Il torero più piccolo del mondo ha ucciso sei tori in un giorno

Si chiama Michelito, ha 11 anni, è francese e figlio d’arte. Solo una volta ha rischiato la morte. Ha pianto. Poi si è rialzato e ha fatto fuori il nemico

Il torero più piccolo del mondo 
ha ucciso sei tori in un giorno

A las cinco de la tarde, nel caldo umido dell’arena di Merida, Yucatan, sud est del Messico, è scomparso un bambino. La faccia ha un nome e una scheda. Michel Lagravere Peniche, detto Michelito, 11 anni, torero. Anzi Novillero, novizio della morte, serial killer di tori. I capelli pettinati da bravo bambino, è poco più alto del toro e più piccolo dei suoi undici anni, lo sfida in ginocchio, gli balla intorno, sempre più vicino, non ha pietà quando deve infilargli la lama tra gli occhi, insensibile a quello sguardo. Ha ucciso sei tori, piccoli come lui, poco più che vitelli, forse pensavano che giocasse. Morbido e disinvolto, indifeso e spavaldo, abbraccia la muleta come fosse una chica, tiene a bada la paura con la spada. Li ha visti traballare sulle gambe, schiantarsi come fulminati, li ha guardati morire, occhi negli occhi, per poi esultare come un bimbo al gol di Raul. Un macello e una danza. Il papà lo bacia sulla testa. Coreografia studiata, movimenti al millimetro. Non c'è passione, né furore. Questa è una storia di ghiaccio.

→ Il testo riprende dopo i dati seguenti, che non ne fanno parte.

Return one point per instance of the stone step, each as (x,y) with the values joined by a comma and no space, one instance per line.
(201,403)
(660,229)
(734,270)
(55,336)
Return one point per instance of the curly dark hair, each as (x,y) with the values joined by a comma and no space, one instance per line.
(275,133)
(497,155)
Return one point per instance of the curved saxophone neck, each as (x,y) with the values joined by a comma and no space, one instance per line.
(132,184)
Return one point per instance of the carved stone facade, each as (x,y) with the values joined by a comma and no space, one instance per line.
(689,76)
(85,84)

Il mondo dei grandi non conosce la pietà e lui lo abita con disinvoltura feroce e infantile. Sono anni che uccide tori, taglia orecchie, mozza code. In quasi quattromila lo hanno portato in trionfo: «Sono felice, sono stato grande». Sembra cappuccetto rosso ma è il lupo. Michelito fa il torero dalla prima elementare, ha un fratello Andresito, due anni di meno, uguale identico, «segue i corsi della scuola taurina e vive la sua passione che è quella della sua famiglia», spiega papà che si chiama come il figlio e faceva il torero pure lui. Non ha mai avuto incidenti gravi: solo una volta è inciampato e le corna del toro lo hanno sfiorato di un soffio. Si è alzato singhiozzando, uno sfregio sulla gamba, poi ha voluto finire il nemico di persona. «Chi sa fare davvero questo mestiere non ha paura». Tenero e spaventoso.

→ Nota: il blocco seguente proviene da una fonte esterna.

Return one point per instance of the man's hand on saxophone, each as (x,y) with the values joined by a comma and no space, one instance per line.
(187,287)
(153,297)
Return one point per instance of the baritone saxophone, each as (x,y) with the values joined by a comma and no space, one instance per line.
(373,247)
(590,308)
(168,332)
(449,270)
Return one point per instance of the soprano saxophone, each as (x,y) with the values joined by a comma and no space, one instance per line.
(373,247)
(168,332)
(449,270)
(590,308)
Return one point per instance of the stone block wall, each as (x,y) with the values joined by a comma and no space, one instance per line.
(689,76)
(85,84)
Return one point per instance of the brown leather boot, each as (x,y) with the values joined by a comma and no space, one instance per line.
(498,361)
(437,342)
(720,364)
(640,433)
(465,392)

In Spagna sono banditi, in Messico eroi. Portano gente nelle arene ora che nelle arene non va più nessuno. La paura fa audience, soprattutto se c’è di mezzo un bambino, anche se c’è abbastanza sangue in giro per il mondo e bambini ammazzati. Un toro è un assassino a cinque anni, prima è solo una bestia pericolosa. Ai bambini come Michelito ne fanno sfidare al massimo uno di tre, ma per combattere a Merida c’è voluta l’autorizzazione della magistratura. Toreri bambini come Juan Pedro Galan che a nove anni, inizio anni Ottanta, era già famoso come Beckham, o Jairo Miguel, 14 anni, che fu infilzato a un polmone da Hidrocalido, 400 chili di toro, le corna a un soffio dal cuore. «Sto morendo, papà, sto morendo», ma tornò subito nell’arena, anche se gli animalisti gli gridavano assassino. In convalescenza guardava i cartoni animati.
E poi Julian Lopez Escobar, detto El July, il Mozart della corrida che a sedici anni appena compiuti era già il torero più pagato della storia, trenta miliardi in un anno, lo chiamavano maestro, e che adesso a ventisei, dopo duemila tori fatti a pezzi e ottocento corride, è il boy più sexy di Spagna, spietato, bellissimo con gli occhi verdi e lo sguardo di un iceberg. Plateale, eccessivo, la prima muleta la fece volteggiare il giorno della prima comunione e la scuola non l’ha mai finita: «Non leggo, non mi interesso di politica. Ma libri e politica non sono tutta la vita. In Spagna i tori fanno parte della cultura più di tanti libri».

Un toro gli ha strappato un muscolo della gamba, al padre un occhio. Novanta milioni delle vecchie lire a prestazione, quattrocento milioni per uno spot, ha querelato Shakira per avergli rubato le immagini per un clip, è una macchina da record, nessuno ha mai fatto tante corride, e da soldi.

Per questo se ne frega delle critiche di chi non ama le corride, degli animalisti, dei protettori dell’infanzia, della gente qualunque. A dare le spalle a certe vite a volte può essere fatale. «È più pericoloso andare in go kart» si scansa Michelito. Olé.